Updated

The Honorable George W. Bush
The White House
Washington, DC 20500

Dear Mr. President:

Mr. President, we are writing to you today as a unified caucus to express our concern about the country’s fiscal position, and about how your plan for Social Security (search) reform could exacerbate the situation rather than improving it.

As you may know, the per capita share of the U.S. publicly-held debt was just under $12,000 in 2001 – and on its way down. The fiscal picture has drastically changed since then as a result of the slowed economy, the terrorist attacks of September 11, and changes in tax policy. In fact, with no other changes in law, the per capita share of the national debt will grow to over $18,000 by 2015. Again, this is the baseline measurement, with no further increases in spending or changes in tax policy. That figure represents a 50 percent increase in the portion of the public debt owed by each American – a 180-degree shift from where we were just four years ago.

The picture grows far worse when the costs of other spending and tax proposals supported by your administration are added to the mix. Including the costs of your administration’s defense buildup, the likely ongoing war costs in Iraq, and the cost of making the 2001 and 2003 tax cuts permanent brings the per capita figure to over $25,000 in 2015, an increase of more than 100 percent in the debt owed by each American since 2001. That places a huge burden on future generations.

This increase in debt is one major reason why our party is concerned over your plan to set aside a portion of Social Security’s payroll taxes (search) to finance private investment accounts. According to most estimates, setting aside 2 percentage points of the 12.4 percent Social Security payroll tax would require the government to borrow close to $2 trillion over the next 10 years in order to pay scheduled benefits to current and near-retirees. Adding this borrowing to the policy changes above would bring the per capita share of the debt to close to $30,000 by 2015, the end of the ten-year budget window. Including debt service costs and necessary reforms to the Alternative Minimum Tax (search) will increase this number even further.

In our view, shifting financial obligations of this magnitude to future generations is immoral, unacceptable, and unsustainable. All of us are willing to work with your administration on a plan for Social Security reform that will keep the system solvent for the long term. But we are concerned about the fiscal crisis facing the nation, and none of us would find it easy to support a Social Security plan that would increase each American’s indebtedness to such a degree. These policies represent a "birth tax" on every child born in America this year, next year, and every year.

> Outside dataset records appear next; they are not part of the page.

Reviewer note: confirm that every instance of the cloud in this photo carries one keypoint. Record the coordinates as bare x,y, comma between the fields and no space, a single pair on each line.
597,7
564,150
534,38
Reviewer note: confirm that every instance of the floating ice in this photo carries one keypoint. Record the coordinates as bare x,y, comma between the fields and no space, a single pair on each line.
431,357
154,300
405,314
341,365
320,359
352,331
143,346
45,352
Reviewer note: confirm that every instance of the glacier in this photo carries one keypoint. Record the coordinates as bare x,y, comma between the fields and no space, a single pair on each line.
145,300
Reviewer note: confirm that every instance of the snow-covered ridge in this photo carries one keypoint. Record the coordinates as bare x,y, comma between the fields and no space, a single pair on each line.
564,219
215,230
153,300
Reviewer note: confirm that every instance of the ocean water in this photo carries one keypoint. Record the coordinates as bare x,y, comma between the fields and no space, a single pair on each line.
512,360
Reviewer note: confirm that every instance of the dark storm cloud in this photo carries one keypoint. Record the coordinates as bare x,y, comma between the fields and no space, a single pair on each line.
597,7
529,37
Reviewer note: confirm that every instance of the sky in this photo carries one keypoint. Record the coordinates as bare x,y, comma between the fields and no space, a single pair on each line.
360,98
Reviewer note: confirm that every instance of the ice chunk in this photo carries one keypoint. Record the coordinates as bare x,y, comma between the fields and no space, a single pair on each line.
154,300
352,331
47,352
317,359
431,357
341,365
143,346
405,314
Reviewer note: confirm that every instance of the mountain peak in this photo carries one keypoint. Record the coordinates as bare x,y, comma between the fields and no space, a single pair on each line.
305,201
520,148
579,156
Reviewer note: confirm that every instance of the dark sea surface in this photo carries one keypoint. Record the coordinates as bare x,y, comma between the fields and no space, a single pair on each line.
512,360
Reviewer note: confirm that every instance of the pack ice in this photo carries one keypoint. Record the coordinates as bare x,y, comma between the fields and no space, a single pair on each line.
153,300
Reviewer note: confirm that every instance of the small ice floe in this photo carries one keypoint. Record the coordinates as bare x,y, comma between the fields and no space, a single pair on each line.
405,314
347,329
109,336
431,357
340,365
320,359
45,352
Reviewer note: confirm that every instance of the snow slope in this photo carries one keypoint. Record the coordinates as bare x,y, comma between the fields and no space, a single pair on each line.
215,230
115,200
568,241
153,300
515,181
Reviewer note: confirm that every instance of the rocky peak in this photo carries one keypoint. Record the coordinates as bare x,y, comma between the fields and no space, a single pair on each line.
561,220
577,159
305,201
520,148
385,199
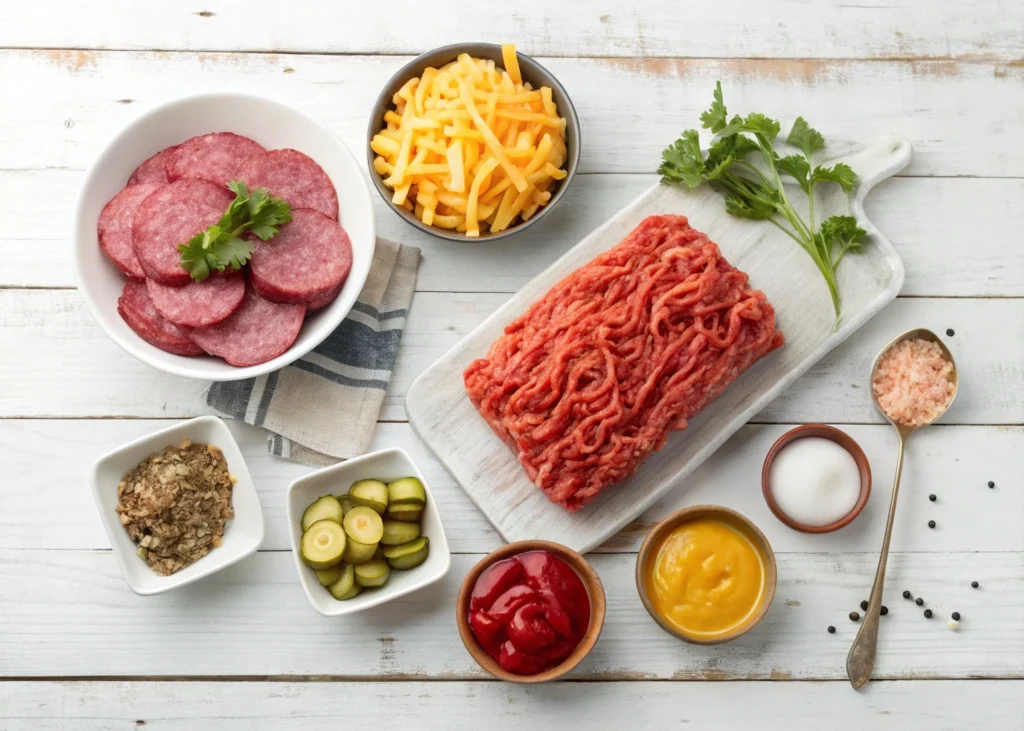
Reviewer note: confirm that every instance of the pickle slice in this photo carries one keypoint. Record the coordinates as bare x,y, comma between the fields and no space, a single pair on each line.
326,508
397,532
327,576
407,490
344,583
372,573
346,503
323,545
364,524
355,591
408,555
356,553
407,513
370,493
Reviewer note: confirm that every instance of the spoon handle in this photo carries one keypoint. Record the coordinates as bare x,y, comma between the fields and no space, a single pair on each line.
860,661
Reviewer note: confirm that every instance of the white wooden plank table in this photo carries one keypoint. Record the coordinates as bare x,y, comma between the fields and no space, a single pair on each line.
244,650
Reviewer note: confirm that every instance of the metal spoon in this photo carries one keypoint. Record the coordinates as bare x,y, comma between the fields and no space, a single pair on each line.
860,661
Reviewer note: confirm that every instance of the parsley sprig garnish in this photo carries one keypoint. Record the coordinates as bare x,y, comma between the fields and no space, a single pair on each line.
753,191
222,245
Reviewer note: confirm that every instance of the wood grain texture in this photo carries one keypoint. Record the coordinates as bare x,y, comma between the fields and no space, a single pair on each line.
70,613
919,215
59,363
990,29
72,102
442,416
129,705
52,508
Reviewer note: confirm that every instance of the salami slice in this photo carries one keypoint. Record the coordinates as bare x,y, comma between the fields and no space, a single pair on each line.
293,176
255,333
170,216
115,227
136,309
214,157
153,170
199,304
305,262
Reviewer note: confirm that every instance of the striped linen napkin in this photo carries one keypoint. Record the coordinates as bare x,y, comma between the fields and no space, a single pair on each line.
324,407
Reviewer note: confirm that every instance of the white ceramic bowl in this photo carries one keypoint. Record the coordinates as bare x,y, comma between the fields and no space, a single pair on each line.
271,124
385,465
243,535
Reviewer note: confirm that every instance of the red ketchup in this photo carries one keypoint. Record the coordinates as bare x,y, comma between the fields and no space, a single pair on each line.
529,611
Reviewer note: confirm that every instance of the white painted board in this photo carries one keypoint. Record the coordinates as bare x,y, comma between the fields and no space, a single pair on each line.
441,414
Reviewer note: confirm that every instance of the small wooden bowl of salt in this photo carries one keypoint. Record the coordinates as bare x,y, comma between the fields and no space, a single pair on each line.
816,478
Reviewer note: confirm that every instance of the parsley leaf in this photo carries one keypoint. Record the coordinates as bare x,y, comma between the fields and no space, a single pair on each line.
840,173
222,246
806,137
756,191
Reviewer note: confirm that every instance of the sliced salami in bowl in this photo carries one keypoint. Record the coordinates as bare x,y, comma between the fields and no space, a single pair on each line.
307,261
115,226
258,331
293,176
136,309
215,157
199,304
170,216
153,169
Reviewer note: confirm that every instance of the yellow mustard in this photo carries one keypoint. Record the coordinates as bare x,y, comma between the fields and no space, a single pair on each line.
707,578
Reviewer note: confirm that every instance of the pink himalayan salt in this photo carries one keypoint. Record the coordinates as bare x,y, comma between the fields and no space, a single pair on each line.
911,382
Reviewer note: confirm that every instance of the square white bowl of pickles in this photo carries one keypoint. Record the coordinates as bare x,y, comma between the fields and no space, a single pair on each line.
386,466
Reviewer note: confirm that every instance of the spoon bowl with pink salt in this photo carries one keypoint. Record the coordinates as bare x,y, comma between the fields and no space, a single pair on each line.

Mr. President, during the campaign you talked a great deal about moral issues, and about how you didn’t think it was appropriate to push today’s problems onto future generations. We agree with that sentiment, and we admire you for your willingness to address the long-term fiscal challenges in Social Security. We stand ready to work with you in a bipartisan way.

But we view taking on this level of debt as an important moral issue of concern to the American people. In the same way that it would be immoral from a generational standpoint for a grandparent to borrow from his grandson’s college fund to buy a big-screen TV, we believe it is immoral to borrow another $2 trillion from future generations to finance Social Security reform. We are spending enough of our kids’ money. Our country needs to get back to following the teachings of Romans 13:8, which says we should "let no debt remain outstanding."

Mr. President, when your administration sends up a specific Social Security reform proposal for consideration by the Congress – whether or not the plan includes carve-out personal or private accounts – we urge you in the strongest possible terms to send up a plan that minimizes the need for additional federal borrowing. If you succeed in doing so, we stand ready to work with you.

Thank you for your consideration of our concerns.